IBM is currently building a 120 petabyte “drive” – or storage repository – that will eventually comprise 200,000 conventional HDDs.
According to IBM rep Bruce Hillsberg, the gargantuan data container is expected to store approximately one trillion files – allowing the “drive” to house data required for complex simulations, such as weather and climate models.
Indeed, the 120 petabyte drive will be capable of storing 24 billion five-megabyte MP3 files or 60 backup copies of the Web (150 billion pages) from the Internet WayBack Machine.
Although IBM is designing the drive for an unnamed client, the technology used to create the large repository could help facilitate the development of similar systems for more conventional commercial computing applciations.

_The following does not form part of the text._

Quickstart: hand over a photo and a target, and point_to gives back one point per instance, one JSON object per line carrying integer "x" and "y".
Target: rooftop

“[Sure], this 120 petabyte system is on the lunatic fringe now, but in a few years it may be that all cloud computing systems are like it,” Hillsberg told MIT Technology Review.
Meanwhile, Steve Conway of IDC confirmed that IBM’s data container is significantly bigger than any other storage system he’s come across in the past.
“A 120-petabyte storage array would easily be the largest I’ve encountered,” said Conway, who noted that the largest arrays currently available weigh in at approximately 15 petabytes.
Unsurprisingly, IBM engineers refined a number of techniques to enable the seamless operation of such a large storage system, including cooling the drives with circulating water rather than fans, allowing a supercomputer to keep working at almost full speed even if a drive breaks down (by automatically writing data to a replacement) and running a fresh file system known as GPFS – which spreads individual files across multiple disks.